Sharjah International Book Fair

The first Sharjah International Book Fair was held in 1982 under the patronage and direction of His Highness Sheikh Dr. Sultan bin Muhammad Al Qasimi, UAE Supreme Council Member and Ruler of Sharjah. After many decades of spreading the written word, and many successes and developments, and many programs, events and activities, the Fair has now become one of the most important book fairs worldwide.
As the years passed, this annual 11-day event became a literary celebration in which more than 1000 publishing houses from 62 countries participated and more than 600,000 visitors from around the world attended. Sharjah International Book Fair is a demonstration of the harmonious union between heritage, culture, traditions and contemporary creative thinking. It is a literary venue that offers readers and bibliophiles the unique opportunity to acquire their favorite books at great prices, and allows authors and publishers to exchange opinions, discuss the latest developments and study potential collaborations.

Cultural Neighborhoods

Stained glass windows, teak painted with nutty colors and lacquer, decorated gypsum arches, mashrabiyas (a projected window enclosed with carved wood latticework) overlooking spacious courtyards in old Sharjah houses… they are all indicative, one way or another, of the creative or cultural activities held behind their walls, after the Old Sharjah district – following renovations since 1993 – transformed into facilities for arts and letters in the neighborhoods Al Marijah and Al Shuwaiheen.
In addition to its historical significance, Old Sharjah became even more valued since its houses and buildings were transformed into art facilities, showrooms, calligraphy and decoration museums, and ateliers for calligraphers and plastic artists.
The area, with all its traditional buildings and unique character, became a unique venue tinged with the whispers of the past, where contemporary and folkloric arts are celebrated, and traditional flavors overlap in the old halls redolent with the essence and traditions of the bygone days.

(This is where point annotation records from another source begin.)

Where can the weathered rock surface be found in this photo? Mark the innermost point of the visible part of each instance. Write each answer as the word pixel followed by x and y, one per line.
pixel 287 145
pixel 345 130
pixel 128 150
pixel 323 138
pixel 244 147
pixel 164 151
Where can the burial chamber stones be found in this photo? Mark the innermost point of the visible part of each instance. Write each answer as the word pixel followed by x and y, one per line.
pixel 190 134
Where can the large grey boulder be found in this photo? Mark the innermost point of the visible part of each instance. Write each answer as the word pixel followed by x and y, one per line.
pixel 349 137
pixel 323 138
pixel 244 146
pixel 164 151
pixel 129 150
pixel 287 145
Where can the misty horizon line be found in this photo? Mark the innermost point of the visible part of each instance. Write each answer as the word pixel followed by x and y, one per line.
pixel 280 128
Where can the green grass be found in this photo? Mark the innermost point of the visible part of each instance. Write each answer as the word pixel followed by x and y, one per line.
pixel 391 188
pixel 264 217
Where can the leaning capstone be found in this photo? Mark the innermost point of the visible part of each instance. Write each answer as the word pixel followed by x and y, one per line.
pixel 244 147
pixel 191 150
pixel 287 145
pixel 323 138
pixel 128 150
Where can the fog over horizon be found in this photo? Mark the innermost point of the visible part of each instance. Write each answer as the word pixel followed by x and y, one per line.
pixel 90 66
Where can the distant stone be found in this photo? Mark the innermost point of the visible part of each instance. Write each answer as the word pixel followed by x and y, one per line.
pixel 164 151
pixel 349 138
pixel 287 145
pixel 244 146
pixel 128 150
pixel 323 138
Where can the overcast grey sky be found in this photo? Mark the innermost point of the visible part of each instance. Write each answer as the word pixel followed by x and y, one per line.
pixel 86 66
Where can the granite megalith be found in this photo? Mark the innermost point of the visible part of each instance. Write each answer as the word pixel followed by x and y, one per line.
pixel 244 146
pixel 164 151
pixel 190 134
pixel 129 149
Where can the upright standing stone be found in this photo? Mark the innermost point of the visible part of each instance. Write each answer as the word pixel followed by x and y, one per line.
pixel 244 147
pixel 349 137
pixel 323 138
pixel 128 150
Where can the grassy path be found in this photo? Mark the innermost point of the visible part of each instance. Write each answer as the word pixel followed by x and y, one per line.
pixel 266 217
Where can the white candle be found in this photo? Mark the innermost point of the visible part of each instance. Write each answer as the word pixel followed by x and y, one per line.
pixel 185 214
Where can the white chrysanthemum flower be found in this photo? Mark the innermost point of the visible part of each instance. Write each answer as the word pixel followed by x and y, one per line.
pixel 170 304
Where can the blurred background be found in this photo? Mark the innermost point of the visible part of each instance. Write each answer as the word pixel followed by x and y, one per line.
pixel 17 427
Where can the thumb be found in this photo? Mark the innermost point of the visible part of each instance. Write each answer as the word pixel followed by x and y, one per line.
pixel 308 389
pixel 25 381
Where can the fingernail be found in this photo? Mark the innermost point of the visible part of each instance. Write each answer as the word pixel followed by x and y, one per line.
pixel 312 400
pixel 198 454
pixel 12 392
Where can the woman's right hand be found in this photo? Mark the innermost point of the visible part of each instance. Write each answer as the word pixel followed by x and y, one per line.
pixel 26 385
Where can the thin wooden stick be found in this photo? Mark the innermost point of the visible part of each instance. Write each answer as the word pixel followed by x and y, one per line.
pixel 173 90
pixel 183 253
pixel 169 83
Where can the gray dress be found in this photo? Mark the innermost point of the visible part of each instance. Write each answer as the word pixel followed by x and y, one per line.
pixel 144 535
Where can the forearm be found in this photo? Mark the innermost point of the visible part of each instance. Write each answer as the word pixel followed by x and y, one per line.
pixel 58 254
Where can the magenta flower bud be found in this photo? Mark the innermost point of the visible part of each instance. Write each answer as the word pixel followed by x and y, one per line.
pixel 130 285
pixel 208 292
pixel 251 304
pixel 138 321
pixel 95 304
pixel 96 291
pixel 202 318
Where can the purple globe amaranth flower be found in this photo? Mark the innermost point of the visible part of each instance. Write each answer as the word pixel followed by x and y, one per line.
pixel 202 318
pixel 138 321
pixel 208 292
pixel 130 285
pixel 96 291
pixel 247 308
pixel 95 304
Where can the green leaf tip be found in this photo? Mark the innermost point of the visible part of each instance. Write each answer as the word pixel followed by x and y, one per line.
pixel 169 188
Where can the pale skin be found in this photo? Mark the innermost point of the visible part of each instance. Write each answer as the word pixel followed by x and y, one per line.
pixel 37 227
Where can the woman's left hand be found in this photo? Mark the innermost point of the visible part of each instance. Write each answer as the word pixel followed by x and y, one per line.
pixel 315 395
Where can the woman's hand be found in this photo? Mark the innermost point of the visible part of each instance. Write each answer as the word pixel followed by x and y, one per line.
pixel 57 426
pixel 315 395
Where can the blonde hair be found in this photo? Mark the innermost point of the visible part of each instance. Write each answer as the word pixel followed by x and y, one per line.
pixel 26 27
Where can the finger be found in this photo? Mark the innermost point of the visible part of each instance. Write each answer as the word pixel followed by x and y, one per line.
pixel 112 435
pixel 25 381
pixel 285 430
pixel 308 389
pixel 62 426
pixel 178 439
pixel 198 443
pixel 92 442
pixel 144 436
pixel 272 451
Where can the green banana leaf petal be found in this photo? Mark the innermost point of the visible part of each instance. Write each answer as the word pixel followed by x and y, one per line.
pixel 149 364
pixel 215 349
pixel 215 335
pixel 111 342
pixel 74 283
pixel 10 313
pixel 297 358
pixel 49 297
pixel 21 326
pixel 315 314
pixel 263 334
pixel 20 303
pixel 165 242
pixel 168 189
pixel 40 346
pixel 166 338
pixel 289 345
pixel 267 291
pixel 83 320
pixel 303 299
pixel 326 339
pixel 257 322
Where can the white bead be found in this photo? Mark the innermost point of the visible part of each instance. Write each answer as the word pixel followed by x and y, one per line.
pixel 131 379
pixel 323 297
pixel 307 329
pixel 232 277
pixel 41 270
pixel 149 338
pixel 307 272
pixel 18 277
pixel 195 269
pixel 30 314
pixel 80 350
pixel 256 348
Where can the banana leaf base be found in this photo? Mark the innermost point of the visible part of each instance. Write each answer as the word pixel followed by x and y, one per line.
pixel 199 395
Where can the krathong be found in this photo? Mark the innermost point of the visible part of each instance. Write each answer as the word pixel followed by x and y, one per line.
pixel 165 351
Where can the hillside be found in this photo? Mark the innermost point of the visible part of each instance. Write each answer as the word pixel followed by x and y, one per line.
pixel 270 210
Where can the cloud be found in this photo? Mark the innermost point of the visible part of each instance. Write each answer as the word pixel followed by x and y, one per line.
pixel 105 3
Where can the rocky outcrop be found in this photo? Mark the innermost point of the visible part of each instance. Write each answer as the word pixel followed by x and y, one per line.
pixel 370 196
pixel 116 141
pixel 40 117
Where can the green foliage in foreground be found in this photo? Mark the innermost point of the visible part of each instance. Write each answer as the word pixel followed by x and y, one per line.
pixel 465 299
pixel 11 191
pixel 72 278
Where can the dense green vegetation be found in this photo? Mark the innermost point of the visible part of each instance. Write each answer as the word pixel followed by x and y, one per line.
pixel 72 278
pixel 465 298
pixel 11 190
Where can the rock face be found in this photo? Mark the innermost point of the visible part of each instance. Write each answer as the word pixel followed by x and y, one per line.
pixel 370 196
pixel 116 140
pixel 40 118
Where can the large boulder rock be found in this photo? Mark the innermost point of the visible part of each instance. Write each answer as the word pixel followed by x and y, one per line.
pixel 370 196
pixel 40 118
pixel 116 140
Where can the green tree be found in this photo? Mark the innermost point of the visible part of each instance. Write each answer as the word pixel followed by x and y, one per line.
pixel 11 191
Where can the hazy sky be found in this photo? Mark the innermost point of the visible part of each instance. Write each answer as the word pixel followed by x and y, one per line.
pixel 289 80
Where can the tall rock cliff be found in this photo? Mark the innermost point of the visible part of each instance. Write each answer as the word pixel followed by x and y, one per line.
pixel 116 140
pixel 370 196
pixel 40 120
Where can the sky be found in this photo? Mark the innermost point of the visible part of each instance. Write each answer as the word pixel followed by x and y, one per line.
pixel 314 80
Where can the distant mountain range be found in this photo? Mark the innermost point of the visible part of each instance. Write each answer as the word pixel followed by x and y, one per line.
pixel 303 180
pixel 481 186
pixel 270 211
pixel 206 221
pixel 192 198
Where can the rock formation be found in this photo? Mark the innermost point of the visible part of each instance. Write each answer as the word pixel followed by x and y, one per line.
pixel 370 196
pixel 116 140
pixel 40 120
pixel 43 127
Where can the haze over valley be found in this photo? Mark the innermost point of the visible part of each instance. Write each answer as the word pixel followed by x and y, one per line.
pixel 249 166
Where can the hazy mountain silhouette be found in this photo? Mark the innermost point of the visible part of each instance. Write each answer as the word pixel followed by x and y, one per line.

Al Shuwaiheen Neighborhood

Al Shuwaiheen Neighborhood, known these days as the Arts Area, is a venue with facilities hosting artistic and cultural activities that attract many art enthusiasts and tourists who visit the area to soak up its heritage and arts, or view the art pieces produced within the buildings that date back to 150 years.
Al Shuwaiheen Neighborhood includes an art square, Emirates Fine Arts Society, Sharjah Arts Museum, the Sharjah Art Gallery, Bait Al Serkal with its historical and esthetic value, the Sharjah Art Foundation and the Sharjah Art Institute.

Bait Al Sirkal

Bait Al Sirkal (House of Al Sirkal) originally belonged to Essa Bin Abdullatif Al Serkal, the British Commissioner for the Arabian Gulf, before the property was transferred to the late Sheikh Saqr bin Muhammad Al Qasimi. It is a square-shaped house with three floors and twenty four rooms.
Of the house’s unique architectural elements are the round and square columns, column heads, semi-circular and pointed arches, and color-stained glass windows.

Bait Al Shamsi

Bait Obaid Al Shamsi (House of Obaid Al SHamsi), known today as the Sharjah Art Gallery, is a beautiful house that was transformed into a gallery for art pieces and ateliers for artists from different nationalities and cultural backgrounds. The house is a two-story building constructed with coral stone, gravel and gypsum and doors made of Indian teak, and it is decorated with intricate carvings and various arches and column heads. It has a spacious courtyard that has witnessed countless poetry evenings, art workshops, theatrical performances and a variety of intellectual seminars that brought life back to the house in a manner worthy of its beauty and historical value.